Cache invalidation is the harder problem. When an MCP server adds or removes a tool, all three cache levels need to be invalidated. A hierarchical key structure keeps this manageable:
stack:{id}:tools:names → Level 1 (names only)
stack:{id}:tools:summary → Level 2 (summaries)
stack:{id}:tool:{name}:full → Level 3 (full schema, per tool)
A baseline TTL of around 1 hour, supplemented by event-driven invalidation on configuration changes, handles most cases — but stale tool lists remain a risk during rapid MCP server iteration.
Model behavior with sparse information. When a model receives only tool names at Level 1, can it reliably identify which tools to explore further? Well-named tools (github_create_issue) are self-explanatory, but accuracy drops for ambiguously named ones. One mitigation: audit-derived usage examples — generated from recent successful invocations, PII-scrubbed, and curated before publication — give the model concrete input/output patterns alongside the schema, improving selection accuracy.
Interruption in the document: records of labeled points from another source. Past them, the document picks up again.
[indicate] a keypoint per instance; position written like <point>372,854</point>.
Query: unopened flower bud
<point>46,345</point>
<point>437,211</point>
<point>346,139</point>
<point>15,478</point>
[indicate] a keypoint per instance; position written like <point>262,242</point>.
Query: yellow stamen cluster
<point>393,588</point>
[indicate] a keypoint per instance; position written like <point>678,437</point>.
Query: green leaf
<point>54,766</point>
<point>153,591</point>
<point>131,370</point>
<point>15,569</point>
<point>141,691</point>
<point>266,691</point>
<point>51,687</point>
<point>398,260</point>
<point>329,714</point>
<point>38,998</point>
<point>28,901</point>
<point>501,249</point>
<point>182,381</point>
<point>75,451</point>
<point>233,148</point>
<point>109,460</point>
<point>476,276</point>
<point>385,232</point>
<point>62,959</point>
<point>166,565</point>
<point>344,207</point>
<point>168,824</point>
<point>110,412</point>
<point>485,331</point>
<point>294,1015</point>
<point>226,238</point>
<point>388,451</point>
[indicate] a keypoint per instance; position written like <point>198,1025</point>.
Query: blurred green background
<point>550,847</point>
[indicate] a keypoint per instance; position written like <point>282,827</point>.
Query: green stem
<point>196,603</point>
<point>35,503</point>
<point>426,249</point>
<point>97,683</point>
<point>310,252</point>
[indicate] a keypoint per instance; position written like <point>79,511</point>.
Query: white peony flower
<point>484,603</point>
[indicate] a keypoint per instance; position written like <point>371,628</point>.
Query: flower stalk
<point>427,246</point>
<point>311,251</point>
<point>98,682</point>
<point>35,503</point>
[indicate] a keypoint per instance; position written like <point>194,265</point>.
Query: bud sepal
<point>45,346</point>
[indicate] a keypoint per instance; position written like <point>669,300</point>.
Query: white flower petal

The intermediate-result gap. Progressive disclosure solves the discovery token problem — finding the right tool to call. It does not solve the execution token problem — large tool outputs (50,000-token transcripts, database exports) flowing through the context window. The code execution approach proposed in the Anthropic article handles this by keeping intermediate results in a sandbox. These are complementary techniques: hierarchical discovery reduces the cost of finding tools, while sandboxed execution reduces the cost of processing large results. An agent framework could use both.
Where This Fits in the Landscape
The token problem has multiple solutions, and they are not mutually exclusive:
| Approach | Solves | Does not solve |
|---|---|---|
| Progressive disclosure | Discovery overhead (tool definitions) | Large intermediate results |
| Code execution / sandbox | Intermediate results, data filtering | Requires runtime infrastructure |
| Tool search / retrieval | Relevance ranking | Requires embedding infrastructure |
| Static pruning | Simple stacks with few tools | Dynamic tool availability |
Progressive disclosure is the lightest-weight option — it requires only a caching layer and a tiered API, no execution environment or vector database. For stacks where the primary bottleneck is tool definition overhead rather than large data payloads, it captures most of the value. For data-heavy pipelines, combining it with a sandboxed runtime covers both dimensions.
For most teams connecting AI agents to MCP servers today, progressive disclosure is the practical starting point — it requires the least infrastructure and addresses the most common bottleneck. Add the heavier approaches when the workload demands them.